Laboratorio de Biología Celular, Instituto de Nutrición y Tecnología de los Alimentos, Universidad de Chile, Santiago, Chile.
FEBS Lett. 2010 Nov 19;584(22):4586-92. doi: 10.1016/j.febslet.2010.10.020. Epub 2010 Oct 19.

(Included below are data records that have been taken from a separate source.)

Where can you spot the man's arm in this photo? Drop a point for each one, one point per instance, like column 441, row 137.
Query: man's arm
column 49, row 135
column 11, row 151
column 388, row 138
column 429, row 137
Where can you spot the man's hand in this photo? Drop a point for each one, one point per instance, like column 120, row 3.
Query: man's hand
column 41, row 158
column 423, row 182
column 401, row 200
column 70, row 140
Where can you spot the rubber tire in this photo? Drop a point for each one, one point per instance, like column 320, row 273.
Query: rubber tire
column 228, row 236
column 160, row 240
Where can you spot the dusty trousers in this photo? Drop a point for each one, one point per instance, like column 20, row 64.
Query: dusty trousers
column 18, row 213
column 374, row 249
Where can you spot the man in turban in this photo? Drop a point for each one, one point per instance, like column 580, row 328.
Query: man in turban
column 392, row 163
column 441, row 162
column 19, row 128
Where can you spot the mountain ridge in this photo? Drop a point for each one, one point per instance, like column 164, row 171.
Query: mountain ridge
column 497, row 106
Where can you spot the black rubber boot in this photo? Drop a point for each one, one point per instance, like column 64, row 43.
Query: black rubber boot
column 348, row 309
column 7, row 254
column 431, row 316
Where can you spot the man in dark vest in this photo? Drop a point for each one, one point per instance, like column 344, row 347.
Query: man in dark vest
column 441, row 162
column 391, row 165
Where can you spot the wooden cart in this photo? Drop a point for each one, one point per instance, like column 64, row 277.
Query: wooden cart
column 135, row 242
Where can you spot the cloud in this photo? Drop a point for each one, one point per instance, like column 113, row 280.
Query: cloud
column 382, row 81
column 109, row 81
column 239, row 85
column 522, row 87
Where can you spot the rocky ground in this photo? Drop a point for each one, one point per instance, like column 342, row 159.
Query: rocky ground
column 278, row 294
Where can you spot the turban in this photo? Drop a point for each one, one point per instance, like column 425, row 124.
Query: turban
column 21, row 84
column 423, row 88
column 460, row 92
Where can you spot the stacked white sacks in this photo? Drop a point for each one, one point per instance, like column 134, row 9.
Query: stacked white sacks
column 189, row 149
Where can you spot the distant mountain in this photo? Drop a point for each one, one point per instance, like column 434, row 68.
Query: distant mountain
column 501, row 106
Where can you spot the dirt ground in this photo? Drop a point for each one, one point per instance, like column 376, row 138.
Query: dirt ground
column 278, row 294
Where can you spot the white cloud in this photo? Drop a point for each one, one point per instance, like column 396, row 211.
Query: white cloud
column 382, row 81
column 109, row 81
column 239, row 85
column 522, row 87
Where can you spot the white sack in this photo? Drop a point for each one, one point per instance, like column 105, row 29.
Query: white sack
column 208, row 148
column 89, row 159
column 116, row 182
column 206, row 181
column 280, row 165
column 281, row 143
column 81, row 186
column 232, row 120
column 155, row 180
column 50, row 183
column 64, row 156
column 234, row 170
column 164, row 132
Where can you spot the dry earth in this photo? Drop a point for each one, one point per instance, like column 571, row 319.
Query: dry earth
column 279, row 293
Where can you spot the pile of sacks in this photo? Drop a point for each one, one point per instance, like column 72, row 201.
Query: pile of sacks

Transforming growth factor-β1 (TGF-β1) potently induces the epithelial-mesenchymal transition (EMT) during tumoral progression. Although Sky-interacting protein (SKIP) regulates TGF-β1-induced Smad activation, its role in the induction of cell malignance remains uncertain. We found that TGF-β1 increases SKIP expression in PDV cells. In cells stably transfected with SKIP antisense, AS-S, Smad3 activation decreased, along with an inhibition of TGF-β1-induced EMT, and the cells were sensitized to the TGF-β1-dependent inhibition of proliferation. Also, AS-S cells showed a weaker migration and invasion response. Moreover, TGF-β1-induced urokinase-type plasminogen activator expression was inhibited, concomitantly with a TGF-β1-independent increment of the plasminogen-activator inhibitor-1 expression. Thus, these results suggest that SKIP is required for EMT and invasiveness induced by TGF-β1 in transformed cells.
转化生长因子-β1(TGF-β1)在肿瘤进展过程中能强有力地诱导上皮-间充质转化(EMT)。尽管 Sky 相互作用蛋白(SKIP)调节 TGF-β1 诱导的 Smad 激活,但它在诱导细胞恶性转化中的作用仍不确定。我们发现 TGF-β1 增加了 PDV 细胞中 SKIP 的表达。在稳定转染 SKIP 反义的细胞中,AS-S,Smad3 激活减少,同时抑制了 TGF-β1 诱导的 EMT,细胞对 TGF-β1 依赖性增殖抑制变得敏感。此外,AS-S 细胞的迁移和侵袭反应较弱。此外,TGF-β1 诱导的尿激酶型纤溶酶原激活物的表达受到抑制,同时 TGF-β1 非依赖性的纤溶酶原激活物抑制剂-1 的表达增加。因此,这些结果表明 SKIP 是 TGF-β1 在转化细胞中诱导 EMT 和侵袭所必需的。